Shingles

What is shingles?

Shingles (herpes zoster) is an outbreak of rash or blisters on the skin that is caused by the same virus that causes chickenpox—the varicella-zoster virus.

The first sign of shingles is often burning or tingling pain (which can be severe), or sometimes numbness or itch, generally on one side of the body. After several days or a week, a rash of fluid-filled blisters, similar to chickenpox, appears in one area on one side of the body.

Shingles pain can be mild or intense. Some people have mostly itching; some feel pain from the gentlest touch or breeze.

The most common location for shingles is a band, called a dermatome, spanning one side of the trunk around the waistline. Anyone who has had chickenpox is at risk for shingles.

Scientists think that some of the virus particles from the original exposure to the varicella-zoster virus, leave the skin blisters and move into the nervous system.

When the varicella-zoster virus reactivates, the virus moves back down the long nerve fibers that extend from the sensory cell bodies to the skin.

The viruses multiply, the tell-tale rash erupts, and the person now has shingles.

Is there any treatment?

The severity and duration of an attack of shingles can be significantly reduced by immediate treatment with antiviral drugs, which include acyclovir, valcyclovir, or famcyclovir.

Antiviral drugs may also help stave off the painful after-effects of shingles known as postherpetic neuralgia.

Other treatments for postherpetic neuralgia include steroids, antidepressants, anticonvulsants (including pregabalin and gabapentin enacarbil), and topical agents.

The varicella zoster virus vaccines Shingrix and Zostavax have been approved by the Food and Drug Administration for adults age 50 and older.

Researchers found that giving older adults the vaccine reduced the expected number of later cases of shingles by half.

And in people who still got the disease despite immunization, the severity and complications of shingles were dramatically reduced.

The shingles vaccine is a preventive therapy and not a treatment for those who already have shingles or long-lasting nerve pain (postherpetic neuralgia).

What is the prognosis?

For most healthy people who receive treatment soon after the outbreak of blisters, the lesions heal, the pain subsides within 3 to 5 weeks, and the blisters often leave no scars.

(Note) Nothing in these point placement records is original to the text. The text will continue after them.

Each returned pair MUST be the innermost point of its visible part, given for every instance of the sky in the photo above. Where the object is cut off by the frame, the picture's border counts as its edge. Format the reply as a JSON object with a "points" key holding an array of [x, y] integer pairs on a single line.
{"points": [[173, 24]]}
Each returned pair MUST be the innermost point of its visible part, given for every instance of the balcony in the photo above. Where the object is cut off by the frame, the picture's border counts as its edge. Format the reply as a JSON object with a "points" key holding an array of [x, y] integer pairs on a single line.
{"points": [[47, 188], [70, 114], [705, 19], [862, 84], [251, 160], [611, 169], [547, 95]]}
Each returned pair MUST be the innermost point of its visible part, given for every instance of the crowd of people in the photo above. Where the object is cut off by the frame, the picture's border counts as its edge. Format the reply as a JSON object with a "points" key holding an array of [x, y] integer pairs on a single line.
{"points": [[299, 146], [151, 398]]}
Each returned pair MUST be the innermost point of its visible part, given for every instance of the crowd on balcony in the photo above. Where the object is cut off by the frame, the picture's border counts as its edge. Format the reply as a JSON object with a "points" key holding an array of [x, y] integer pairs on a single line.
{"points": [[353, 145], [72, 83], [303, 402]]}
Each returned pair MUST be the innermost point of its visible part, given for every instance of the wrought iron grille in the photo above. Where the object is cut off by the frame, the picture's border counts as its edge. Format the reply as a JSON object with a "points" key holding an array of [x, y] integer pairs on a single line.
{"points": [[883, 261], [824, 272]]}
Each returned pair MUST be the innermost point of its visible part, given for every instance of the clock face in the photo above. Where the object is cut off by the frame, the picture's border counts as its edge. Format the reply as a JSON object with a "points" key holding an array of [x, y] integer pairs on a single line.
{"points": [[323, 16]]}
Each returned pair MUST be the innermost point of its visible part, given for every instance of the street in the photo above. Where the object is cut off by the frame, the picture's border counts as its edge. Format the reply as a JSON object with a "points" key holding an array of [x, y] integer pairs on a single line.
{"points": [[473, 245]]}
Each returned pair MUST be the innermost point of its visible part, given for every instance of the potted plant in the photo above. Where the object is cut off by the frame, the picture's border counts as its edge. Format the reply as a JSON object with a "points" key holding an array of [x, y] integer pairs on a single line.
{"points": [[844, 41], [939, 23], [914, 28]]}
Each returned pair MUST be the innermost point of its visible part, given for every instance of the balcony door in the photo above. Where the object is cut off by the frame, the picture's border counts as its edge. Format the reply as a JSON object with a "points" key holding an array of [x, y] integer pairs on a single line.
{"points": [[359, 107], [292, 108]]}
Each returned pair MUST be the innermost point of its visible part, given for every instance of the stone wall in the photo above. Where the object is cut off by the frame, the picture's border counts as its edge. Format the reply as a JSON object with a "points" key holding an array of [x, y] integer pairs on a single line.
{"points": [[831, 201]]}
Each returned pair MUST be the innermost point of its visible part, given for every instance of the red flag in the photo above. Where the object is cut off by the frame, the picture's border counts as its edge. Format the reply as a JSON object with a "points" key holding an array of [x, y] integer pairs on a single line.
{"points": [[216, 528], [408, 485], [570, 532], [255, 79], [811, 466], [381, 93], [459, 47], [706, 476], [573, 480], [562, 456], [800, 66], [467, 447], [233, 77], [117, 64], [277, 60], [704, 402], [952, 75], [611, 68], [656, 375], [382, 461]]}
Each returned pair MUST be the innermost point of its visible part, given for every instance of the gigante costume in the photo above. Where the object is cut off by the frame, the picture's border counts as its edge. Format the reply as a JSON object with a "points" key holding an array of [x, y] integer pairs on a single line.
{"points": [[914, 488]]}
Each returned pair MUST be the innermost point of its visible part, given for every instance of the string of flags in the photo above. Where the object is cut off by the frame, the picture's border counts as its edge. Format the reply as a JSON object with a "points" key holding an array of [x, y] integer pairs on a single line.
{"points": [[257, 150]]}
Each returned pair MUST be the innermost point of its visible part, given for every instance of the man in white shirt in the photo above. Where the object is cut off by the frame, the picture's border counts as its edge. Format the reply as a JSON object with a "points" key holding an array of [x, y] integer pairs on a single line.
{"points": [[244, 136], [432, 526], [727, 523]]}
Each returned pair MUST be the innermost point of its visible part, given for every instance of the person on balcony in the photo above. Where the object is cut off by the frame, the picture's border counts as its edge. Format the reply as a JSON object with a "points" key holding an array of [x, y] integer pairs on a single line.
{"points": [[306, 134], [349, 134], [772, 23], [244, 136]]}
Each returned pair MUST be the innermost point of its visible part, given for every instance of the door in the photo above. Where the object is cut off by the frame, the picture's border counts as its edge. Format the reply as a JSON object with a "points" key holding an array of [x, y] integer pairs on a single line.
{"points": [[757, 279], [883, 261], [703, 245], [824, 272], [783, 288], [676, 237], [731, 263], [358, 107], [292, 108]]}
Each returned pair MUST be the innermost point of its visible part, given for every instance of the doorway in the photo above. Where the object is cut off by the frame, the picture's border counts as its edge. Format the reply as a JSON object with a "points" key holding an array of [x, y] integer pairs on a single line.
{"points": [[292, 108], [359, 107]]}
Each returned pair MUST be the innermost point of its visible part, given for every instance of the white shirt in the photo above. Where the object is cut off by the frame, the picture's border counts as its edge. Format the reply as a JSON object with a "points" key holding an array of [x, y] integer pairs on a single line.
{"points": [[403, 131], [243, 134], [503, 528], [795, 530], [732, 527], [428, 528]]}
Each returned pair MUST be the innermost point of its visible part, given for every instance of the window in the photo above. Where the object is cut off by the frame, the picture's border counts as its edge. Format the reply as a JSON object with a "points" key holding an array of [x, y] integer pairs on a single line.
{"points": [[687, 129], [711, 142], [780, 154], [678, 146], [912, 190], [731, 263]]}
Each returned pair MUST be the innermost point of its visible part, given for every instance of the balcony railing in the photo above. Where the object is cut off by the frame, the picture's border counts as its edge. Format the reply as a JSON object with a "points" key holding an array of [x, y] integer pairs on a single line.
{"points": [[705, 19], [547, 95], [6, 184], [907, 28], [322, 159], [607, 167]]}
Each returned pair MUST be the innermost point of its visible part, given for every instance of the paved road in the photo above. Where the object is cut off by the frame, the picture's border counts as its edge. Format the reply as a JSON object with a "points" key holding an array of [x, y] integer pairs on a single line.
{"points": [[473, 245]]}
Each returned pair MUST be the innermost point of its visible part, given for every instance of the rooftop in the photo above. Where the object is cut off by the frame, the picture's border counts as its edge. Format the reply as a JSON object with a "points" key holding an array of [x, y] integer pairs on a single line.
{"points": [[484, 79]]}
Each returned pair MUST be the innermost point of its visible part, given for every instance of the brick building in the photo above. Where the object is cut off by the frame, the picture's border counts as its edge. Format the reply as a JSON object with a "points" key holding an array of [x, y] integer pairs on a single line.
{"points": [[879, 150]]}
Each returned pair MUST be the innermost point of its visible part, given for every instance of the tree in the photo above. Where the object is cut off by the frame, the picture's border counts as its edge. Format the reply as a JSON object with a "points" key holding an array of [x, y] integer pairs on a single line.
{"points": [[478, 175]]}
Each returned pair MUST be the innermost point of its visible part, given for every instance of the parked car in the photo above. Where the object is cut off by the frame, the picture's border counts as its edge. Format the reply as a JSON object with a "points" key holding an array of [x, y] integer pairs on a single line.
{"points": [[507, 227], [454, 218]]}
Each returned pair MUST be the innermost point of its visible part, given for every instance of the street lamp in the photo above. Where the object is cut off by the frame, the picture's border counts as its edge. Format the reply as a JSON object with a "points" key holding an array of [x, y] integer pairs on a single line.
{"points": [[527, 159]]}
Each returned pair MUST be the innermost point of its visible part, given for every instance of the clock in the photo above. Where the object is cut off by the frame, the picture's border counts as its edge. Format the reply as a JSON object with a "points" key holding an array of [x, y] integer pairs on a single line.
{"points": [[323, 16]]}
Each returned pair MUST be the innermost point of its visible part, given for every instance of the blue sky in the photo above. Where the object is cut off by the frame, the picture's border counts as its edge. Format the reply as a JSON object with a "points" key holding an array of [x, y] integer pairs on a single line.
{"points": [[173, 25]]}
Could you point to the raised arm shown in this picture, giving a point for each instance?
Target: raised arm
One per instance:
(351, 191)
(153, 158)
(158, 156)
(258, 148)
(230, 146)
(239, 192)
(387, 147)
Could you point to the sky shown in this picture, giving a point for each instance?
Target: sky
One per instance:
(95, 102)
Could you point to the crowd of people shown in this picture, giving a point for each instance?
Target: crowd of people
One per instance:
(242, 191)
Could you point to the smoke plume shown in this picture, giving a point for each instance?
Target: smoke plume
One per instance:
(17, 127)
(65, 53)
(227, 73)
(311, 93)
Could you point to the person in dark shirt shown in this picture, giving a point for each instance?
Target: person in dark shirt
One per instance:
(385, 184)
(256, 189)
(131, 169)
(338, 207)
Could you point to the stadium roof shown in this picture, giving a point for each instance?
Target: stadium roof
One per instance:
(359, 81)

However, shingles is a serious threat in immunosuppressed individuals—for example, those with HIV infection or who are receiving cancer treatments that can weaken their immune systems. People who receive organ transplants are also vulnerable to shingles because they are given drugs that suppress the immune system.

A person with a shingles rash can pass the virus to someone, usually a child, who has never had chickenpox, but the child will develop chickenpox, not shingles.

A person with chickenpox cannot give shingles to someone else. Shingles comes from the virus hiding inside the person's body, not from an outside source.

What research is being done?

The NINDS supports research on viral proteins and virus defense mechanisms in neurons to understand why the varicella-zoster virus establishes latency uniquely in neurons and not in other cell types.

Other studies focus on how VZV travels along sensory nerve fibers, or axons, and its role in latency and viral reactivation. Scientists also hope to identify molecular mechanisms that regulate the expression of latent viral genes, which may lead to targeted therapy to prevent reactivation.

Other studies hope to better understand cellular changes that lead to persistent pain.